Liberians are still recovering from more than a decade of civil violence. Only now can farmers even think of beginning again. Schools in this highly education-conscious society are only now reopening -- the war has cost many young people the entirety of what would have been their school years.
Episcopal Relief and Development supports a new community health clinic at the Bromley Mission School in Monrovia, an Anglican school which has educated generations of Liberian girls, including the current First Lady of Liberia. Now, dozens of its girls are war orphans.
The displaced children in the camps where ERD ministers in Darfur have been occupied doing what all children love to do: drawing with colored crayons. But their drawings are of the rampaging Janjaweed on their horses, sweeping through the villages, of the children's families cornered in their houses, crying out, their mouths round Os of terror and pain; of people on fire, people dead on the ground, government helicopters hovering in the air.
Nobody has told them what to draw. They just draw what they've seen.
And life goes on as usual in Botswana. But then life there is so much about death -- a third of the population is living with HIV/AIDS. Life expectancy for men is 35 years. For women, it's 25 years. Better things are hoped for, with ERD's support, but right now it's hospice care. And a day care center for AIDS orphans. So that life can go on as usual.
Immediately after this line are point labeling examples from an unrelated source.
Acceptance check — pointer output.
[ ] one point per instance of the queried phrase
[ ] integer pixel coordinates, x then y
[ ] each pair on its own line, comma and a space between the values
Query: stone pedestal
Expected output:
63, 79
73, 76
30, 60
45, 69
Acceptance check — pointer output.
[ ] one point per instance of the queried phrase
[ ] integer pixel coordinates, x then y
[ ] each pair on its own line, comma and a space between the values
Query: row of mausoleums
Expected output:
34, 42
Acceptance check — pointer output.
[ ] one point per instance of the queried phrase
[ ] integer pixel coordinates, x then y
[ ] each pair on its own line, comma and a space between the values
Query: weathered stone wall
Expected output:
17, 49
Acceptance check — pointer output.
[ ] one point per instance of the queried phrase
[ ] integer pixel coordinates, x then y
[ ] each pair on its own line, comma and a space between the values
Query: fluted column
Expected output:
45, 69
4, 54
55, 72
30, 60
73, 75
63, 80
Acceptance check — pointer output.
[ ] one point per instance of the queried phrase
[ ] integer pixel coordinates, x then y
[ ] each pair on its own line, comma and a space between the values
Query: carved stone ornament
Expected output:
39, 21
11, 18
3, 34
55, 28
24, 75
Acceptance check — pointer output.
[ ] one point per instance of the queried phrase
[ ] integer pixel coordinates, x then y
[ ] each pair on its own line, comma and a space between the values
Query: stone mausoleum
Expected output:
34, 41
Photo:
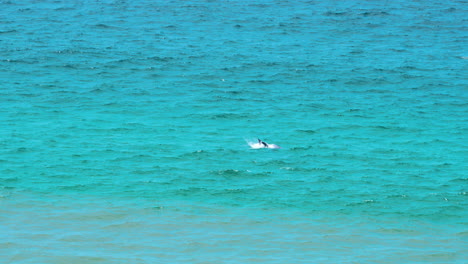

Oh, nothing is as usual! Nothing remains, for long, as God intends it: peaceful, sufficient, fruitful. Death comes in an instant, comes to people already beaten down by life. Or it creeps toward them, inch by starving inch, cell by dying cell. Despair beckons us all with its bony finger, and we cannot help but see.
But God is not about our despair. Despair is the enemy, the tool of our undoing, and our God is all about our coming together. If death creeps toward us, inch by inch, we meet it with strong faith and decisive action, faith as strong as death is ruthless. Action as deep and broad as our giving can make it: the more, the better, wherever there is need.